If $ becomes synonymous with "substitution", then might be that $(foo) makes more sense for "substitute this expansion as a rule" than GET-BLOCK! does, which might let the GET-XXX! variations mean "use this as a literal value".

For Now I Need to Change @ So Code Gets Better... so...

1 Like

So trying this out, it does solve my problem, but it creates a disconnect I'm not totally comfortable with...

The @ operator itself has a parity. In the normal evaluator:

>> var: @ x
== x

>> var
== x

And in UPARSE:

>> uparse "" [var: @ x]
== x

>> var
== x

All's good so far... this is the Gordian-knot slicer I talked about. Synthesizing values out of thin air without a GROUP!, so it plays nicely with COMPOSE.

But I think this difference may be a mistake:

>> var: @[a b]
== @[a b]

>> uparse "" [var: @[a b]]
== [a b]

While we accept that UPARSE and regular code act differently, I'm not clear on why @ would act the same but @[...] wouldn't. The concept was maybe making it easier to do REPEAT ranges, but...well, if you wanted that, why not make REPEAT allow you to give it either BLOCK! or THE-BLOCK! ?

This also lets us maybe experiment with that trick I was suggesting, where even though evaluative types don't get added to blocks without a quote that maybe the @[...] types would.

>> uparse "a" [collect [keep @keep, keep <any>]]]  ; no quote or ^ needed
== [keep #a]

This way you have both options for blocks:

>> uparse "a" [collect [keep @[keep some], keep <any>]]
== [[keep some] #a]

>> uparse "a" [collect [keep @ [keep some], keep <any>]]
== [keep some #a]

I think I was trying to make those both do the same thing, but when you look at the broader picture, that doesn't seem all that useful.
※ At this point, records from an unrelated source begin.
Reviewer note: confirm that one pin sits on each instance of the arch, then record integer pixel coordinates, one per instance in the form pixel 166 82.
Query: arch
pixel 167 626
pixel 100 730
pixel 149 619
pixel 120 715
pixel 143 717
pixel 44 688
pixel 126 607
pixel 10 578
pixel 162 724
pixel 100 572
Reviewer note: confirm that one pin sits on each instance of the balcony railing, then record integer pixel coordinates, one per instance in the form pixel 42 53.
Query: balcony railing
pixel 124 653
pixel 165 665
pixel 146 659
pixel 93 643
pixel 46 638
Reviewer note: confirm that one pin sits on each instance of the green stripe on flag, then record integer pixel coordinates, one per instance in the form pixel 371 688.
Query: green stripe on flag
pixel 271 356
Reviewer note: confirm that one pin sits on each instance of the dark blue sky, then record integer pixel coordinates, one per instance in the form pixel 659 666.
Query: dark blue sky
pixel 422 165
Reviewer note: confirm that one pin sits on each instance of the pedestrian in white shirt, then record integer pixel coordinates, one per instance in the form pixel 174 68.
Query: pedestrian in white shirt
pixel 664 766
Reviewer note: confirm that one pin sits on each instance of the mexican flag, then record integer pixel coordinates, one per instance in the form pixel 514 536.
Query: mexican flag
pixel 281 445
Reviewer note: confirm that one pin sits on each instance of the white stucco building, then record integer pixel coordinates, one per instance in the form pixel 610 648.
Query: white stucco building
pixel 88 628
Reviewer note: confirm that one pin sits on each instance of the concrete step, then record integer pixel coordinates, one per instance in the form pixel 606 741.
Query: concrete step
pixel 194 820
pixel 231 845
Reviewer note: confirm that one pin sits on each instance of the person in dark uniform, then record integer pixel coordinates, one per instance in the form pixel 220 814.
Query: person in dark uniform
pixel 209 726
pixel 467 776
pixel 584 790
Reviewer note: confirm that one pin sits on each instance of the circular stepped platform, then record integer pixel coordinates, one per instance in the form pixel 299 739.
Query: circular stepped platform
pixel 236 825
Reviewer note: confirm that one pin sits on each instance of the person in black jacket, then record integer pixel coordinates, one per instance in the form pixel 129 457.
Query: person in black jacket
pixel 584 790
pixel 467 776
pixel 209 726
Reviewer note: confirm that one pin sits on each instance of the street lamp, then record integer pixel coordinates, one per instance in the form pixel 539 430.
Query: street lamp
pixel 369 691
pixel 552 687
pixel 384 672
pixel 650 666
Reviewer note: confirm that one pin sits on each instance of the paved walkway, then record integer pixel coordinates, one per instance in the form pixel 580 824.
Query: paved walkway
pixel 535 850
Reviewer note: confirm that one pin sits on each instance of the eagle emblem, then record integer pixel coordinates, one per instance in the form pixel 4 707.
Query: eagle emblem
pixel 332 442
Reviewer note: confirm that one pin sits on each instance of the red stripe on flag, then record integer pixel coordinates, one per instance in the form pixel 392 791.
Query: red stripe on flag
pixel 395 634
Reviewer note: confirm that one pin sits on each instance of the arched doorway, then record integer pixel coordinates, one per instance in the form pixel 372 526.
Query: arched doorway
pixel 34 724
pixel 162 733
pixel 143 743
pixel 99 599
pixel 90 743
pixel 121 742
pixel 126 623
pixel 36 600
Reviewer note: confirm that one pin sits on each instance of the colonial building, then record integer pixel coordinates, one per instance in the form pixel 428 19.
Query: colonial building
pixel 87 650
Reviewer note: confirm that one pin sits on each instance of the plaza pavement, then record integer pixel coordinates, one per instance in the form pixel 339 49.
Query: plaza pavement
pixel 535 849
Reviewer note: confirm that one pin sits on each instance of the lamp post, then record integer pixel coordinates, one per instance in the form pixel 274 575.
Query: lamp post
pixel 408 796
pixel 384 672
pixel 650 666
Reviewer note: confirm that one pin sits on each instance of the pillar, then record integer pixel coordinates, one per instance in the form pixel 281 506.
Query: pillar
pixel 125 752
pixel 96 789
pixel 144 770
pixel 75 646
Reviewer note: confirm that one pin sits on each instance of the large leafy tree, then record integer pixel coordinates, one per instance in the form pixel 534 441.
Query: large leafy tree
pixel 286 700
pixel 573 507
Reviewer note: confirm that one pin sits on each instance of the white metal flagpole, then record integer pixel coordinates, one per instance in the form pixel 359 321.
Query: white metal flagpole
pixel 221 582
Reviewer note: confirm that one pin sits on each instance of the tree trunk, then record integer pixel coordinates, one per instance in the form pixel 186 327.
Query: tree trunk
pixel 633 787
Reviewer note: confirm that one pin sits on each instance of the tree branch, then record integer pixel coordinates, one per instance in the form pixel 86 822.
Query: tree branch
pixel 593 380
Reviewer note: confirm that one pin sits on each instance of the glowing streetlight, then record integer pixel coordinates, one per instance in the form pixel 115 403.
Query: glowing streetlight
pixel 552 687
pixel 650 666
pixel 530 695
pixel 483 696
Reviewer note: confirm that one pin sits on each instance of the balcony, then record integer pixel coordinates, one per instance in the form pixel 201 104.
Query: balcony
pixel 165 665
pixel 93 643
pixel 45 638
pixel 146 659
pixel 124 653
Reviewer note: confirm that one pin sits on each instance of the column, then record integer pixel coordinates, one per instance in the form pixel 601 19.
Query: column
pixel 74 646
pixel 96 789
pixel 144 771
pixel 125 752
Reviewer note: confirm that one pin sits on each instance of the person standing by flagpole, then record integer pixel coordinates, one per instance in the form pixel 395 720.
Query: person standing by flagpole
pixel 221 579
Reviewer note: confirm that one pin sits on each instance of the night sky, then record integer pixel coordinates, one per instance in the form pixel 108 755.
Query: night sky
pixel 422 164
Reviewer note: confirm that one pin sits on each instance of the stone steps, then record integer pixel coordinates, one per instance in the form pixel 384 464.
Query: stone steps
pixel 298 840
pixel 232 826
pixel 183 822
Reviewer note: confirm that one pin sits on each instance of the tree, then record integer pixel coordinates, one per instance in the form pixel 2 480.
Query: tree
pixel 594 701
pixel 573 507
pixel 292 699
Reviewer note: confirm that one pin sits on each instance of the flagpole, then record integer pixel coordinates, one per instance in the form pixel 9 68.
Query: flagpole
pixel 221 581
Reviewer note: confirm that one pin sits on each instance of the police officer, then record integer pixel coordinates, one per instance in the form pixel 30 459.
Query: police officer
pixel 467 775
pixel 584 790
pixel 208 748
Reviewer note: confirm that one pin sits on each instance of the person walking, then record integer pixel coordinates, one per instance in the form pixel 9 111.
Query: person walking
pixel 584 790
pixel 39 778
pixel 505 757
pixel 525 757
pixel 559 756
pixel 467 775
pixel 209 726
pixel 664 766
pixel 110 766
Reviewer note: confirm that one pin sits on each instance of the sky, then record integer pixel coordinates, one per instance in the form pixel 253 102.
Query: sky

If that inconsistency bothers you, then use THE instead:

>> uparse "a" [collect [keep @[keep some], keep <any>]]
== [[keep some] #a]

>> uparse "a" [collect [keep the [keep some], keep <any>]]
== [keep some #a]

If we had infinite symbols on the keyboard I might propose the symbolic THE use something else besides @, but, we don't have infinite symbols and I think I can wrap my head around the rule:

@ x => x
@x => @x

I haven't fully absorbed the implications here, but I do think this concept of having the @xxx types being a new "do whatever you want with it" argument type that plays along with combinators is pretty interesting. The ANY rule could accept it, for example:

uparse [10 <twenty> "hello" 20 304] [some any @[integer! tag! text!]]

Which to my eyes feels a little bit more comfortable than:

uparse [10 <twenty> "hello" 20 304] [some any ([integer! tag! text!])]

I'll just have to see how it comes along.

1 Like